2007年7月2日(月)
渋谷C.C.Lemonホール(渋谷公会堂)
モスクワ国立アカデミー室内合唱団
指揮:ウラジーミル・ミーニン
想像を超えていた。これまでの合唱に対する考え方を変えるくらい。
日本の合唱は、同質で均質を求める傾向があるのに対して、個々の声を活かすことに重点が置かれているようです。かといってアンサンブルが乱れるということはまったくありません。したがって、聴こえてくる音を注意深く聴くと、個々の音がうまく交じり合うというより、個々の音がまとまって、それぞれのパートを、それも絶妙なアンサンブルで構成するといったような趣きとなります。そのせいか、歌っている時の身体の動きも、皆それぞれです。テノールパートのリーダーらしき人は、とてもノッていました。
総勢40名程度で、それほど多くはありません。ホール全体を満たす大きな音もきちんと出ており、音量に不満を感じることがないだけでなく、消え入るような小さい音、特に女性パートだけの曲では、きわめてデリケートな音楽を表現していました。
プログラムは、ロシアの民謡から現代曲、スヴィリードフ、ガブリーニンといった、初めて聞く名前の作曲家の作品、ややシアターピース風で、擬音や軽い所作もあり、音だけでなく、見ていても楽しめました。実際会場からは、軽い笑いが生まれました。そしてバッハのバディヌリ、これはスウィングル・シンガーズをイメージさせます。日本の歌として「浜辺の歌」など、変化に富んでいて飽きさせません。

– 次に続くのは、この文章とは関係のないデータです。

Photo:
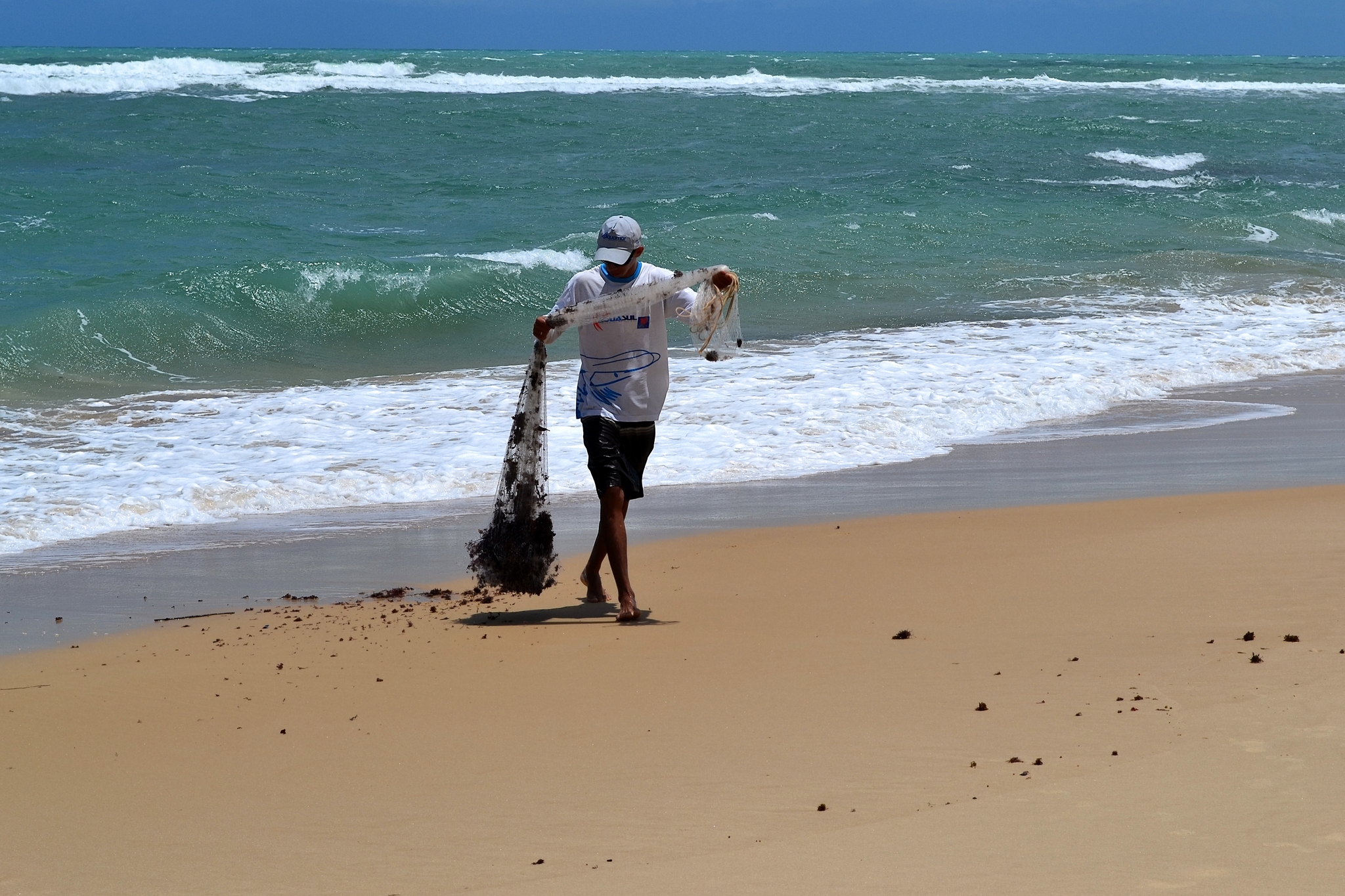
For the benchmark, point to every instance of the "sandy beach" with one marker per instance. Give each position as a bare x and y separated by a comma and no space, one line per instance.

声楽家の友人から招待券の誘いがあったときに、プログラムにグルジア民謡「スリコ」を見つけたためにこの演奏会にでかけました。これまで芸能山城組「地の響き---東ヨーロッパを歌う」で「スリコ」を聴き、その響きに魅了されていたもので、今回の演奏会では、実際に聴くことができると、とても期待していました。実際の「スリコ」は、現代風の編曲がほどこされており、芸能山城組のものとはやや趣きが異なっていたものの、ソロを歌ったテノールの声のよさ、それを支えるハーモニーのデリケートな美しさが聴けました。
この演奏会での花形は、バスのベロセーリスキーに尽きます。
30才台でしょうか、まだ若く、力感も十分あり、よく知られている「黒い瞳」などでは、その分厚い響きがホールに響きわたります。どこかユーモラスなステージマナーもあって、聴衆から大きな拍手を受けていました。
アンコールは「ソーラン節」。合いの手となる「ハイ、ハイ」がやや大人しいので、会場からは軽い笑い声も聞かれました。
出番は少ないものの、伴奏ピアノ(女性)も、とても繊細な音を出していたのが印象に残っています。
ロシア文化フェスティバルの一環として、この日の公演が日本で最初のようです。もし他の日に聴けるならぜひ行ってみることをお勧めします。